Google Workspace をご利用の皆さま、大変お待たせいたしました! ついに、Google Meet の議事録作成機能である「 Take notes for me 」が日本語で利用できるようになりました。これまで議事録作成に費やしていた貴重な時間を、会議の本質的な議論に充てられます。今号では、Take notes for me のご紹介、そして日本のビジネスシーンにもたらすメリットを解説します。

庄司大助(Dandy)
所属:グーグル・クラウド・ジャパン
パートナーエンジニアリング本部
役職:パートナーエンジニア
経歴:大学卒業後、日系の中堅企業のIT部門で、ITインフラ担当者として入社後、自動車系IT企業にて、ネットワークエンジニアを経験。その後、マイクロソフトにて、10年以上にわたり、オンプレミスからクラウドまで幅広くプリセールス活動に従事。現職に至る。

議事録作成に時間と労力がかかる

 会議における議事録作成は、内容の記録、参加者への共有、そして後々の参照のために不可欠な作業です。しかし、実際には以下のような課題が多く存在します。

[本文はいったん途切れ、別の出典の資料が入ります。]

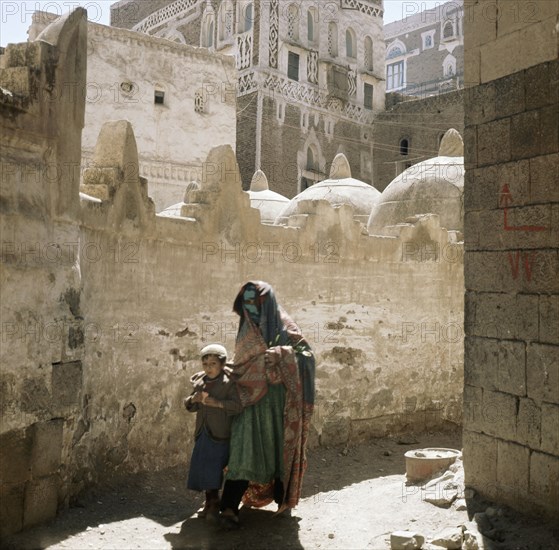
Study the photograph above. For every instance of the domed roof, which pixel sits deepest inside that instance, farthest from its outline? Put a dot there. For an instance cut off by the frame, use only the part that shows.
(268, 202)
(434, 186)
(339, 189)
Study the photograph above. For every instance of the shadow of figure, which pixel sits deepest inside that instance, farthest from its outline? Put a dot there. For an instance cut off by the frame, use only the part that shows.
(261, 527)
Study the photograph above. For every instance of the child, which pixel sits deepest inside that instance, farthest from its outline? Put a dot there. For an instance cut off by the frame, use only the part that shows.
(215, 401)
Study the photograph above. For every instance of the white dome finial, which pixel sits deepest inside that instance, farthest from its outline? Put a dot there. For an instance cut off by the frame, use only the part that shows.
(451, 144)
(259, 181)
(340, 168)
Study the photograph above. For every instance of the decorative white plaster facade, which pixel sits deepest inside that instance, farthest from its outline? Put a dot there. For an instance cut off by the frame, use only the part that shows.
(179, 99)
(324, 60)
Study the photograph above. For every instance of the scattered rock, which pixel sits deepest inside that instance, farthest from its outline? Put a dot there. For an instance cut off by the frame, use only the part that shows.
(450, 538)
(441, 491)
(483, 524)
(407, 440)
(460, 505)
(406, 540)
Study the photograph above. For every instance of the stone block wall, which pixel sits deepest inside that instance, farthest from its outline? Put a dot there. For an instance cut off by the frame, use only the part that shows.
(511, 395)
(42, 351)
(422, 122)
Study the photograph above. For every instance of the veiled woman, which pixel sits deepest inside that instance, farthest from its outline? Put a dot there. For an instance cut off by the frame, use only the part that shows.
(274, 371)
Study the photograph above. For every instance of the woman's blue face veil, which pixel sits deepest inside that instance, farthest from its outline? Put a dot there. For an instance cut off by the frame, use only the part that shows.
(250, 302)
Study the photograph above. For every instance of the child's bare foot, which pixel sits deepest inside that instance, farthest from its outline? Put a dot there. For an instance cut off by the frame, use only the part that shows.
(228, 520)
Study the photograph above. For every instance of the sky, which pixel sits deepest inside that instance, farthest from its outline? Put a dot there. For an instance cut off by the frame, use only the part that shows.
(16, 15)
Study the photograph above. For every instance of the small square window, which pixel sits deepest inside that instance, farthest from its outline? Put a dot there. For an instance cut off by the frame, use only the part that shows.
(368, 96)
(159, 97)
(199, 103)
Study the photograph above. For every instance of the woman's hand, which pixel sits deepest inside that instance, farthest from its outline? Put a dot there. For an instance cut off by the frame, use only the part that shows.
(200, 397)
(271, 357)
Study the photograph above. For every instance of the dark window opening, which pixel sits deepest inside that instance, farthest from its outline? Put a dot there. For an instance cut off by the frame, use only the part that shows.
(293, 66)
(305, 183)
(368, 96)
(404, 147)
(448, 30)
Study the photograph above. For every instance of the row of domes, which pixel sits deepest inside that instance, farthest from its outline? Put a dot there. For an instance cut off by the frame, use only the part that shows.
(434, 186)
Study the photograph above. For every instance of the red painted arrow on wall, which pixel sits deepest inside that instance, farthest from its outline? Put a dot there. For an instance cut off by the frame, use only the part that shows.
(506, 200)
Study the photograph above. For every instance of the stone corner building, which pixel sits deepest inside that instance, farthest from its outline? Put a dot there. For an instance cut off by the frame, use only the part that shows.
(511, 394)
(311, 77)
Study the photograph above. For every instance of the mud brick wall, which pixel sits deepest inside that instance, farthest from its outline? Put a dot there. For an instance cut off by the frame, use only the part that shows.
(422, 122)
(511, 394)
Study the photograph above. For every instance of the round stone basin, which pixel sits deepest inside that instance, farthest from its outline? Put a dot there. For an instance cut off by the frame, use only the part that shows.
(423, 463)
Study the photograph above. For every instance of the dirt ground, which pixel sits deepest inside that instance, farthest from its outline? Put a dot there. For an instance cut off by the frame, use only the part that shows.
(353, 498)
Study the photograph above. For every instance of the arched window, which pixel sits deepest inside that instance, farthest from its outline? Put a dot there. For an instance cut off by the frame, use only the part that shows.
(368, 49)
(293, 22)
(448, 30)
(310, 159)
(350, 44)
(244, 17)
(208, 27)
(449, 66)
(211, 34)
(225, 23)
(332, 39)
(312, 35)
(404, 146)
(248, 17)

・会議への集中阻害:議事録作成に気を取られ、活発な議論に参加できなかったり、重要な発言を聞き逃したりする可能性があります。
・時間と労力の負担:長時間にわたる会議の議事録作成は、担当者にとって大きな負担になりやすく、残業の原因となってしまうこともあります。
・属人化と品質のばらつき:議事録の質は担当者のスキルに左右されやすく、抜け漏れや誤解が生じる可能性もあります。
・作成後の手間:作成した議事録の見直しや修正、共有作業にも時間がかかります。

 このような課題を解決するために、多くのユーザーが Google Meet への自動議事録作成機能の実装を待ち望んでいました。「 Take notes for me 」は、まさにこれらのニーズに応える機能として、日本のビジネスシーンにおいても大きな変革をもたらすことが期待されます。

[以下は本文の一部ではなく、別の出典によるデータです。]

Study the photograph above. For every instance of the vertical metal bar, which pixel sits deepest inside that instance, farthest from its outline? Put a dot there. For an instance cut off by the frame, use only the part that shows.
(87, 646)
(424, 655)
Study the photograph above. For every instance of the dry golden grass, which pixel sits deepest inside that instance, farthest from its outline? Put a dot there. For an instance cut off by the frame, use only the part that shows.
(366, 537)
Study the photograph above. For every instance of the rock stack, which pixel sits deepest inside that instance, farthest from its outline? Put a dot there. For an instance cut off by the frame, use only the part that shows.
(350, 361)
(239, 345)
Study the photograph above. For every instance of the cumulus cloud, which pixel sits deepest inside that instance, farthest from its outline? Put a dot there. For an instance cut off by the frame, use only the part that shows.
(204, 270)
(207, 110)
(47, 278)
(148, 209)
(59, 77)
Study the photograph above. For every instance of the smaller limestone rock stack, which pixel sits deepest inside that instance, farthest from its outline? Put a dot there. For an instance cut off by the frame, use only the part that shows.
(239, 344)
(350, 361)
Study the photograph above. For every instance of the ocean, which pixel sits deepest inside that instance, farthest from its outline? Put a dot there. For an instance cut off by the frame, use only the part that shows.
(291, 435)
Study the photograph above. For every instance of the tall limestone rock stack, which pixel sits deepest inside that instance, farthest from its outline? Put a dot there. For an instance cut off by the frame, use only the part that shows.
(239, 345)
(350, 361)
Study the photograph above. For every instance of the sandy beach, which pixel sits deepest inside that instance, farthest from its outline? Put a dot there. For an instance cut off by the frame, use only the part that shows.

▲「Geminiでメモを生成する」を選択し、表示されたメニューから「メモの作成を開始」ボタンをクリックする。
▲会議進行中の途中経過を確認したところ。

Take notes for me とは?

 Take notes for me は、Google Meet の会議中に発言された内容をリアルタイムで文字起こしを行い、自動的に議事録を作成してくれる機能です。AIを活用することで、発言内容だけではなく、話者の特定、重要なキーワードの抽出、アクションアイテムの候補の提案なども行えます。主な機能は次の通りです。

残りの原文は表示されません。